Between Sisyphus and Ganbatte, the rock, the chair, and the courage to choose…
- Arian Galdini

- Dec 4, 2025
- 8 min read

✍️ By Arian Galdini
A perfectly ordinary morning with a phone in your hand is enough for the whole metaphysics of adult life to compress into two images on the screen.
At the top, a notification, Sisyphus sitting under his own boulder, naked, exhausted, with the piercing question, “Should you just give up?”
Just below, a calm sentence from a virtual friend, the Japanese have a word, ganbatte, which translates as never give up, keep going forward.
Two creeds, two liturgies, two roads.
At first glance they look like ads.
In truth, they behave like new religions of human exhaustion.
On one side appears ganbatte.
A short word, carrying the scent of Tokyo train stations, open-plan offices, classrooms packed with children studying late into the night.
It sounds like a gentle command, keep going, try harder, push beyond the limits of yourself.
In the culture of self-help this word wears a new suit.

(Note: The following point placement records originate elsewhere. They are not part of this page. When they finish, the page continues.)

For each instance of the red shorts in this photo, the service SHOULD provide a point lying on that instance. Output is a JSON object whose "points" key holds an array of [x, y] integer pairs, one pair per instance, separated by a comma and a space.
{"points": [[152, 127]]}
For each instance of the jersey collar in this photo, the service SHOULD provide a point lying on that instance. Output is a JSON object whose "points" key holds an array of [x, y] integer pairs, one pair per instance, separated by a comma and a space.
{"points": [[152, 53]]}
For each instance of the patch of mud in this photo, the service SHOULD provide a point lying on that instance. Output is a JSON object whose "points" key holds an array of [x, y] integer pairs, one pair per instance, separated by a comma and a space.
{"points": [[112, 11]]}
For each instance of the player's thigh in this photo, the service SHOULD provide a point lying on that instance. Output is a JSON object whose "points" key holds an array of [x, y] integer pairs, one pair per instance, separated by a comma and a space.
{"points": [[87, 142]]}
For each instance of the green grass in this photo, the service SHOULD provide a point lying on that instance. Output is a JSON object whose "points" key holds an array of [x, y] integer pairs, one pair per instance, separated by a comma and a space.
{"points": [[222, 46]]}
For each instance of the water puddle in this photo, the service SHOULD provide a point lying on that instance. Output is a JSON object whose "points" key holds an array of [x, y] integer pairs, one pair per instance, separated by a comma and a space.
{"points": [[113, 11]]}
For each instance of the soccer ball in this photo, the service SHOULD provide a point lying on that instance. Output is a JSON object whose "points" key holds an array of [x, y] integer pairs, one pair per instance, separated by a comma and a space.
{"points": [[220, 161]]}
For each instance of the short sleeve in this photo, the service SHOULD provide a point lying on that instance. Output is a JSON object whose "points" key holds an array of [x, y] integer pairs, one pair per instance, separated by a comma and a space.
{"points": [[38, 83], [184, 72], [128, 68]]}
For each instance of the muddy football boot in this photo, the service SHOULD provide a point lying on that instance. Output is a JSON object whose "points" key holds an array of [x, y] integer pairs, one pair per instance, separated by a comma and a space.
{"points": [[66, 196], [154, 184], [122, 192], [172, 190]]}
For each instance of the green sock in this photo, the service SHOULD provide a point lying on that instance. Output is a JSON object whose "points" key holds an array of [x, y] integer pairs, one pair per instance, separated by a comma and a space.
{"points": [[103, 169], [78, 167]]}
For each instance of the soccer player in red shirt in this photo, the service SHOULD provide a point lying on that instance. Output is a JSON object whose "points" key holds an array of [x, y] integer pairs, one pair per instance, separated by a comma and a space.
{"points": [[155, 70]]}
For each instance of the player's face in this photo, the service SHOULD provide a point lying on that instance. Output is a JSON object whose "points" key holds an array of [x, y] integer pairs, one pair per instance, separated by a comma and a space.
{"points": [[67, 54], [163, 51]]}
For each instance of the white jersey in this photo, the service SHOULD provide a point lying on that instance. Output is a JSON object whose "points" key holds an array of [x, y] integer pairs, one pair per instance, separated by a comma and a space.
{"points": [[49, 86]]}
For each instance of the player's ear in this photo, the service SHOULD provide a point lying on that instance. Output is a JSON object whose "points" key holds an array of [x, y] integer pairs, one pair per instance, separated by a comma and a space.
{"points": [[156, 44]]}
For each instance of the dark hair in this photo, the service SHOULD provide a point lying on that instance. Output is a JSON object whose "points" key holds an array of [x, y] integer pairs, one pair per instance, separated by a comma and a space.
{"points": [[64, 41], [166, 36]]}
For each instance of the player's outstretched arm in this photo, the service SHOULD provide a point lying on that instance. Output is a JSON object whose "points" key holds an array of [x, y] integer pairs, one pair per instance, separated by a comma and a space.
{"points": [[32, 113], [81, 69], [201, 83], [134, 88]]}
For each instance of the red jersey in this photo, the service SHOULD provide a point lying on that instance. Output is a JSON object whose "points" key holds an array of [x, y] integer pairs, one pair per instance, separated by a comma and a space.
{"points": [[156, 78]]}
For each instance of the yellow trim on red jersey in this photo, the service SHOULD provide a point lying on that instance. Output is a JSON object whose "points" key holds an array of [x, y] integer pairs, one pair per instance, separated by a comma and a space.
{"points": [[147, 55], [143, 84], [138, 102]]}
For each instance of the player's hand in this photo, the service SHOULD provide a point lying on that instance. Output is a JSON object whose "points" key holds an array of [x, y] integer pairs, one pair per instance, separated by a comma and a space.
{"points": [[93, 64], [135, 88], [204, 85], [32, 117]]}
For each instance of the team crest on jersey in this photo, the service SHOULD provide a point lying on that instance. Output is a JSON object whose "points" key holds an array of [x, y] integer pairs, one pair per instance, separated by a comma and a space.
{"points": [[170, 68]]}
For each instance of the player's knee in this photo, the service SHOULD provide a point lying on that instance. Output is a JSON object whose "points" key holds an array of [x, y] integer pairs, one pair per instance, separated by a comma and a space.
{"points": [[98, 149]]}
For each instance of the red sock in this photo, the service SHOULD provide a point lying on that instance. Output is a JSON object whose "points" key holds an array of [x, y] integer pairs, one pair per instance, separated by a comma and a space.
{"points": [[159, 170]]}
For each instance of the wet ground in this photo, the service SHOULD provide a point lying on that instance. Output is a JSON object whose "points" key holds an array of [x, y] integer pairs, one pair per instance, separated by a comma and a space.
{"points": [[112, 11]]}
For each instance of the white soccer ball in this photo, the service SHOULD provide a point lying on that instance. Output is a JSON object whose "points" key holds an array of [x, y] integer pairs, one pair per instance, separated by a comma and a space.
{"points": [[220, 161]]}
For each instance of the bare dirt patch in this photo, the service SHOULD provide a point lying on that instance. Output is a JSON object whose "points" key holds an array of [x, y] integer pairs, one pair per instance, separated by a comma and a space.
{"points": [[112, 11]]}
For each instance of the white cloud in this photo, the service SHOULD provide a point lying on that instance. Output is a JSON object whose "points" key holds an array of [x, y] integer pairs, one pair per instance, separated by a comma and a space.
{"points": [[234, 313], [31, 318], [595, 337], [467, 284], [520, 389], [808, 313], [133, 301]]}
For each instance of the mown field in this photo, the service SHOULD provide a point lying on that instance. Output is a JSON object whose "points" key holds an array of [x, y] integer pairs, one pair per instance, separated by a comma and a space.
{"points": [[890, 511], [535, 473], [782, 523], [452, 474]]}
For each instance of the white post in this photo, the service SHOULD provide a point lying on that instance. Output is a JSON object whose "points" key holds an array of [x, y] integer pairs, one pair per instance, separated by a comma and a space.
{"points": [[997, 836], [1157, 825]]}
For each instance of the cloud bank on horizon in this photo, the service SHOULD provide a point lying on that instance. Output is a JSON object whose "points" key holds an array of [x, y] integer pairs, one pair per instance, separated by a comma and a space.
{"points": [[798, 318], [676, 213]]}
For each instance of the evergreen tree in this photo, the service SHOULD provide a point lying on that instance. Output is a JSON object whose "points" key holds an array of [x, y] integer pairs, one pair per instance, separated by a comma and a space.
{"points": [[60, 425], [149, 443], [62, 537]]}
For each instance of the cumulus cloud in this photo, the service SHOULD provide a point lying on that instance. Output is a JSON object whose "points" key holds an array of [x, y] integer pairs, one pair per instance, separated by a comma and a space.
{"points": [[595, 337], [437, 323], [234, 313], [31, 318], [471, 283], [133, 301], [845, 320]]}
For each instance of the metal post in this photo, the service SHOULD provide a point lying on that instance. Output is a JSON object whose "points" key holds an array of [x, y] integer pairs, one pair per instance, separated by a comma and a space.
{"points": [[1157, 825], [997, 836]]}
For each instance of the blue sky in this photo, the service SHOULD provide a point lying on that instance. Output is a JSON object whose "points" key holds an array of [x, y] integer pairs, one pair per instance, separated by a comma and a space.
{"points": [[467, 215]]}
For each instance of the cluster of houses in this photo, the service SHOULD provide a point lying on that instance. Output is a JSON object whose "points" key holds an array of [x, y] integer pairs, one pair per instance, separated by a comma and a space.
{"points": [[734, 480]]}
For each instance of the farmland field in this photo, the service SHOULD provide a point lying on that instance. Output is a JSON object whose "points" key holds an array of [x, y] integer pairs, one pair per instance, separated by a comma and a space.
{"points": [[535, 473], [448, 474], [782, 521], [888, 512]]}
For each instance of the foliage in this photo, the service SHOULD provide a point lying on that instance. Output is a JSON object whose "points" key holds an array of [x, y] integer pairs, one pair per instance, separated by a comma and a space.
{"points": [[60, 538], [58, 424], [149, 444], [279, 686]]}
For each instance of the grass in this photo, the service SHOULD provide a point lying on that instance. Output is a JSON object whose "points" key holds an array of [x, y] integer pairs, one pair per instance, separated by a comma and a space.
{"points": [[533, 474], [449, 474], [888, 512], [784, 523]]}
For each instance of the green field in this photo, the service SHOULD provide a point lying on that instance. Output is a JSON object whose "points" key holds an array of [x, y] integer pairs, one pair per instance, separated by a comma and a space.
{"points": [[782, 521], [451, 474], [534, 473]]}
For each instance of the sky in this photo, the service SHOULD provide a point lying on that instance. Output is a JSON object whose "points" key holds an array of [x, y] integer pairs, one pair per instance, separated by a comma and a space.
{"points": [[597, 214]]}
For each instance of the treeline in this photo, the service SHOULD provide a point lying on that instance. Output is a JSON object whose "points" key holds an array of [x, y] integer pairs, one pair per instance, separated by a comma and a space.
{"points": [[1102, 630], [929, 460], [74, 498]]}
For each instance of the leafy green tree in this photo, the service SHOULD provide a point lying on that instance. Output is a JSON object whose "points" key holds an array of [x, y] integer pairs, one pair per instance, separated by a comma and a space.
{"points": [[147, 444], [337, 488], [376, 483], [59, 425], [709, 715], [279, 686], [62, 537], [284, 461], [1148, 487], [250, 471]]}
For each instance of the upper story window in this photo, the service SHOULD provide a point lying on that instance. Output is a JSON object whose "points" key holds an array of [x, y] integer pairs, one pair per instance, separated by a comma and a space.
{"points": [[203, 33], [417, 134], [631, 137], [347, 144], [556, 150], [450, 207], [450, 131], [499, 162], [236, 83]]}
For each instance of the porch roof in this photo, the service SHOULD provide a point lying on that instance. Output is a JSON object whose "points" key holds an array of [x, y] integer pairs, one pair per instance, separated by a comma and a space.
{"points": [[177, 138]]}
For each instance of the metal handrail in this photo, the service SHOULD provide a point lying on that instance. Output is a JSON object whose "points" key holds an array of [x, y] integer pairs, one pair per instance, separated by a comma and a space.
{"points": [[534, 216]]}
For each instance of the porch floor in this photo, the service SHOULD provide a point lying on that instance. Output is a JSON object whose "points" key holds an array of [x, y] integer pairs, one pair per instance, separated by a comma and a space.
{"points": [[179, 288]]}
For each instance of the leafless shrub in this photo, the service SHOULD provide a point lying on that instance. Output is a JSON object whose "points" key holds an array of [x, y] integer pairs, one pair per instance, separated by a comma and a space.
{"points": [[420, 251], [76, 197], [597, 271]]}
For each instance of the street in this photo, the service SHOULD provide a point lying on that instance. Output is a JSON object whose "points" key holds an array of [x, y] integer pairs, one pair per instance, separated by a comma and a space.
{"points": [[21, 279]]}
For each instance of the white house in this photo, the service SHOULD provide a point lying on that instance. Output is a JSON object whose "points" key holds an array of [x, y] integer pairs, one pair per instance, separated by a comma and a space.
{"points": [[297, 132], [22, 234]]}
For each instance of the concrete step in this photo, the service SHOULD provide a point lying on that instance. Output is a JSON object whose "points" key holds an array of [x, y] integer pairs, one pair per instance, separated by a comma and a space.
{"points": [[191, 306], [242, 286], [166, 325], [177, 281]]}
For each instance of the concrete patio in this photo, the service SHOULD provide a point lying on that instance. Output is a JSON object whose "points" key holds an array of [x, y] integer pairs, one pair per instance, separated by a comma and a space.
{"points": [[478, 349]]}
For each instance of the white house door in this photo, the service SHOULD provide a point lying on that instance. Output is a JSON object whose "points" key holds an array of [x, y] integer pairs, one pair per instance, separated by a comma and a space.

It becomes a shield of productivity, an instant shot of energy for the person who wakes up tired and still shoulders the day.
Motivational books, social media posts, digital postcards use ganbatte like a sacrament, the sentence is written, the heart warms, the task goes on.
This discourse of resilience stands on a single belief, suffering makes sense only if it is turned into results.
Fatigue becomes an investment; teeth are clenched, one’s place in the world is secured by miles ground down.
Life takes the shape of a marathon, character is measured in distance, the only sin is “dropping out of the race”.
This ethic exalts figures of sacrifice, discipline, long endurance.
At the same time, it shifts our gaze away from a fundamental question, in what direction is this marathon running?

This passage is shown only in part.